TcMEPs monitoring was performed to evaluate the integrity of the motor tracts of both twins. Recording and stimulation parameters are mentioned in Table 2. The alarming sign was the attenuation of TcMEPs amplitude of more than 50% from the baseline amplitude (8). Baseline TcMEPs were taken before skin incision and showed good responses for all muscles of both twins except for left TA, GC, and AH of twin B which showed no responses. Follow-up recordings were performed after nerve root separation. No alarming changes were noted in TcMEPs till the end of surgery.

Table 2 TcMEPs recording and stimulation parameters

Somatosensory evoked potentials

SSEPs recording and stimulation parameters are summarized in Table 3. Baseline amplitude and latency of cortical SSEPs were recorded before the skin incision and follow-up SSEPs were recorded every 5–10 min. The alarming criteria of SSEP are amplitude decrease of 50% and/or latency increase more than 10% compared to baseline (8). No alarming SSEPs changes were noted throughout the surgery. The authors were aware of limitations of SSEPs when dealing with pure motor nerve fibers and routinely run MEP check-ups before critical dissection steps.
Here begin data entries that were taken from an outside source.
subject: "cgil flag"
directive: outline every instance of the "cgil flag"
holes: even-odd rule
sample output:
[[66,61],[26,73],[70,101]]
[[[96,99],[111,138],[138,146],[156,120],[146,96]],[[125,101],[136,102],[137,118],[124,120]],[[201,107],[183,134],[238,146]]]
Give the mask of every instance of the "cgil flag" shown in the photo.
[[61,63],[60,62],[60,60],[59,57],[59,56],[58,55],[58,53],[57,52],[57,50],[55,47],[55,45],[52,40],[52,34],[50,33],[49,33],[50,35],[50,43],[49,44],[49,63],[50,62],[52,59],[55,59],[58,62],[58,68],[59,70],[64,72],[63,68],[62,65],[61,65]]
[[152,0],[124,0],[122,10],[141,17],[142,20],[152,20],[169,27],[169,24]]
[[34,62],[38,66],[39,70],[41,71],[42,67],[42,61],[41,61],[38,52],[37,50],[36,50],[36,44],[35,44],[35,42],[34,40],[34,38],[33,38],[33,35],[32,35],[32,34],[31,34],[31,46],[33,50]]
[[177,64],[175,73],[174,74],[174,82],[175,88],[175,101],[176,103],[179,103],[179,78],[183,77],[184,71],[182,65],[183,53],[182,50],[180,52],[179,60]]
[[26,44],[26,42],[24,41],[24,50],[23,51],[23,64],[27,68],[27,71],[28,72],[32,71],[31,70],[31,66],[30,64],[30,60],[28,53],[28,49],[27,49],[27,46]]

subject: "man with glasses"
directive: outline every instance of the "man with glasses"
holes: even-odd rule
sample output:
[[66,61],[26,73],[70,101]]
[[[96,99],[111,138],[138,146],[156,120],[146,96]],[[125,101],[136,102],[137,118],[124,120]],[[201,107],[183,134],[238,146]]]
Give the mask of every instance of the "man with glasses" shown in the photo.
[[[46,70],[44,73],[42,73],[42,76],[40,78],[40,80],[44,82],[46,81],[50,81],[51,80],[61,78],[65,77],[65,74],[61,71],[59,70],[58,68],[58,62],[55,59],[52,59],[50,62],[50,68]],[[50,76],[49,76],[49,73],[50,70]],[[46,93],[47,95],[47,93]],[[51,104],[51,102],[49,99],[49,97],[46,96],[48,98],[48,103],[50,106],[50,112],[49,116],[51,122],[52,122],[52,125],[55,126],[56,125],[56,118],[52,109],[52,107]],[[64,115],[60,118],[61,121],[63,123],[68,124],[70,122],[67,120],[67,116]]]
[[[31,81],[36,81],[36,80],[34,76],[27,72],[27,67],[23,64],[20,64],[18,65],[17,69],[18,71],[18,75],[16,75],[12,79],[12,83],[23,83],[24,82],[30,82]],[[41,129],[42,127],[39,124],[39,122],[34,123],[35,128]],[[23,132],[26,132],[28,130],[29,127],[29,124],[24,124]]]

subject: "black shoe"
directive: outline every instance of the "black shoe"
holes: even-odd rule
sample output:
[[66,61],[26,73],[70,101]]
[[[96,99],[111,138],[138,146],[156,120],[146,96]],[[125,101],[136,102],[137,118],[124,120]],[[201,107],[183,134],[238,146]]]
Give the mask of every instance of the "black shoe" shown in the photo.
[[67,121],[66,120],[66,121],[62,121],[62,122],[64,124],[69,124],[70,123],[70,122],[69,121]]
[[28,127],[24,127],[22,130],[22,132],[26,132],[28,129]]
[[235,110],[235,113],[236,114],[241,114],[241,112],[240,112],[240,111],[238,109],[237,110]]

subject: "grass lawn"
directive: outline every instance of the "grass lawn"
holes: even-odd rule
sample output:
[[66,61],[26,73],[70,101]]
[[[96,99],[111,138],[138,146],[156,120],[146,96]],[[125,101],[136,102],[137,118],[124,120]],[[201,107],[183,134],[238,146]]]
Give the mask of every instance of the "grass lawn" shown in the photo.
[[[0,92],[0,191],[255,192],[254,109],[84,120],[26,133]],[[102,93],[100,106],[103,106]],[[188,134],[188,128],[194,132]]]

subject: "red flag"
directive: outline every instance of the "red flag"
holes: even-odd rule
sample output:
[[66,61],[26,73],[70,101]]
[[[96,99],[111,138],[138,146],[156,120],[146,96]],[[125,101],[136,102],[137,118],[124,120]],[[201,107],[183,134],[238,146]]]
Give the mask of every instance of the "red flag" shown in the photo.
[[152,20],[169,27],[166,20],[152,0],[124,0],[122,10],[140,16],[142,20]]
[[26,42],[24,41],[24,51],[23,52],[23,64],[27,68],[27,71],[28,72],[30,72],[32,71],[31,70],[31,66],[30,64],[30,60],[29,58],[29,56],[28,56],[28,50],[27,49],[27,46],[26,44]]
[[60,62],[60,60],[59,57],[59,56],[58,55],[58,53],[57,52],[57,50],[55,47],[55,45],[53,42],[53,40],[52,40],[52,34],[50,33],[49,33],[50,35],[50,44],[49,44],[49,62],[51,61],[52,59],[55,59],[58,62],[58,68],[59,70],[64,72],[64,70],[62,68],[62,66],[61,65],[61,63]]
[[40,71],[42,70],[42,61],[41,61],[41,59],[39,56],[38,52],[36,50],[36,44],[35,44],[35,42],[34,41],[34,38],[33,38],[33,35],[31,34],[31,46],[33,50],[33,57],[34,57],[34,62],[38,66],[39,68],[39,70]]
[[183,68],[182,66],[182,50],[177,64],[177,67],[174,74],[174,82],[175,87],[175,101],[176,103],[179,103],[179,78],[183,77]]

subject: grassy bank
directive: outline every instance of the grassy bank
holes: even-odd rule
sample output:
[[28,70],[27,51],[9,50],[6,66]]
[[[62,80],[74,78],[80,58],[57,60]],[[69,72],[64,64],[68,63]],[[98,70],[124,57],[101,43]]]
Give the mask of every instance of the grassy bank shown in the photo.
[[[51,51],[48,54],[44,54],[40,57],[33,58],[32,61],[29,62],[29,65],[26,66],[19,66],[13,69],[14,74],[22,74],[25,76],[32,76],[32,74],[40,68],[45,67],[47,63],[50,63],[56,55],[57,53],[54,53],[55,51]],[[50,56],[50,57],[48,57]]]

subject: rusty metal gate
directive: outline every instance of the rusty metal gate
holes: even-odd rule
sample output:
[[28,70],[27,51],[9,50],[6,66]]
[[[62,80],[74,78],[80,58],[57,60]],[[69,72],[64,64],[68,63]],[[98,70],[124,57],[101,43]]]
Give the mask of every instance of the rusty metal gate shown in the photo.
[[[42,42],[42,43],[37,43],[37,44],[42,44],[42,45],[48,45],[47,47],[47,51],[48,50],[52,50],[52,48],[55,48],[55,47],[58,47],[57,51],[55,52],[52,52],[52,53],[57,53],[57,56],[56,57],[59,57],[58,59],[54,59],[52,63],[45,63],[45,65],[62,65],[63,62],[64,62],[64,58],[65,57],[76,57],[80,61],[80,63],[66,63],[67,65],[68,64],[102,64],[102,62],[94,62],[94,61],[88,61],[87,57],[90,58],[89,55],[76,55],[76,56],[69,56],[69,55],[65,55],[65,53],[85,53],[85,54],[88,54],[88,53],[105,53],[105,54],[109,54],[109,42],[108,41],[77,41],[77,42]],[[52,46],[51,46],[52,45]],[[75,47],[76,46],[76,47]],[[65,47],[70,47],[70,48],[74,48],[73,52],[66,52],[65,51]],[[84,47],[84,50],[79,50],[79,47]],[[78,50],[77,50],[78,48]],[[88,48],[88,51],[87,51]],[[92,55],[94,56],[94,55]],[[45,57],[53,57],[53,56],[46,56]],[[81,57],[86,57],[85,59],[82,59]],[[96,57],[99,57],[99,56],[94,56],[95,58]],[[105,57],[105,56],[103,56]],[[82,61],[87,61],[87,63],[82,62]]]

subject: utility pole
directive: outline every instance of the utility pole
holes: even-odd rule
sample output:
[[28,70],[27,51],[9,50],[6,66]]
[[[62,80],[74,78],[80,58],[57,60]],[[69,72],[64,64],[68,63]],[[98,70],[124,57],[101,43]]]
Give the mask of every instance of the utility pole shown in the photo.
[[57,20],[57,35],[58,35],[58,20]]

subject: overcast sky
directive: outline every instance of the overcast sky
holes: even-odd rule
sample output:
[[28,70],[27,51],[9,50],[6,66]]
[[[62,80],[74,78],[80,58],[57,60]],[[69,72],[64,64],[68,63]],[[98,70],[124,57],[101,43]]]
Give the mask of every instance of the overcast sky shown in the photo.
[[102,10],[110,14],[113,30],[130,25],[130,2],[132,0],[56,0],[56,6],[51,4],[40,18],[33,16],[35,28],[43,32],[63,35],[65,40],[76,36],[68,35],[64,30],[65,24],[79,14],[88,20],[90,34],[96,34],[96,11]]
Table 3 SSEPs recording and stimulation parameters

Postoperative results

Wound closure was performed by the plastic surgery team as shown in Fig. 6. Postoperative recovery of the two twins was uneventful, with no delayed recovery from anesthesia, no postoperative blood transfusion was needed, drains showed no signs of CSF leakage, wounds healed uneventfully, no added neurological deficit of the lower limbs was noticed on both twins, a few months later colostomies were closed with normal bowel habitus of both twins, and finally one of the twins is undergoing the orthopedic procedure for lower limb length discrepancy.

Fig. 6
figure 6

Postoperative wounds, drains, and catheters of the twins

Discussion

There is a paucity of reports in the literature that discusses pygopagus twins with the fused sacrum and U-shaped spinal cord. Hockley et al. [6] reported a similar case in 2004 which was successfully managed, however, at much earlier age than our case. Anesthesia considerations were highlighted. Angiography for cross-circulation was considered but was not done as the surgical separation was urgent. In our case, the twins were older, and such an issue was not addressed as adequate preoperative blood was prepared. Hockley et al. also reported a U-shaped malformation, as in our presented case, as opposed to a V-shaped malformation. It is more difficult to distinguish the anatomical midline in a U-shaped malformation as opposed to a V-shaped or Y-shaped malformation. Thus, this highlights the need to establish a functional midline during the neural separation of the two twins, in order to preserve neurological function and indicates neurophysiological monitoring.

For IONM, there was great attention when reporting any changes to the surgeons that the change happened in which twin. The major challenges for the IONM were the limited surface area for electrode placement and unclear anatomy of the external anal sphincters of both twins. IONM provides the ability to monitor for and possibly mitigate postoperative neurologic deficits. It also allows for the identification of neural elements with more definition than that provided by physical examination and imaging (7). IONM has served its goal in achieving safe dissection with minimal risk for postoperative neurological injury. This was done by combining tEMG and TcMEPs.

Conclusion

Pygopagus twin is an uncommon form of the rare conjoined twin malformation. A few articles in the literature have discussed challenges faced when managing pygopagus twins. This article is aimed at highlighting challenges that the author has faced and subsequent management for future reference when faced with this entity. We believe careful multidisciplinary planning, communication, and decision-making, along with necessary adjuvant tools such as intraoperative neuromonitoring, are needed for the successful separation of such pathology without added morbidity. In addition, counseling of the mother for a lengthy preoperative course and lengthy procedure and meticulous postoperative follow-up is very important in order to meet the mother’s expectations. We hope that this case report contributes to the knowledge about the pygopagus twin’s separation.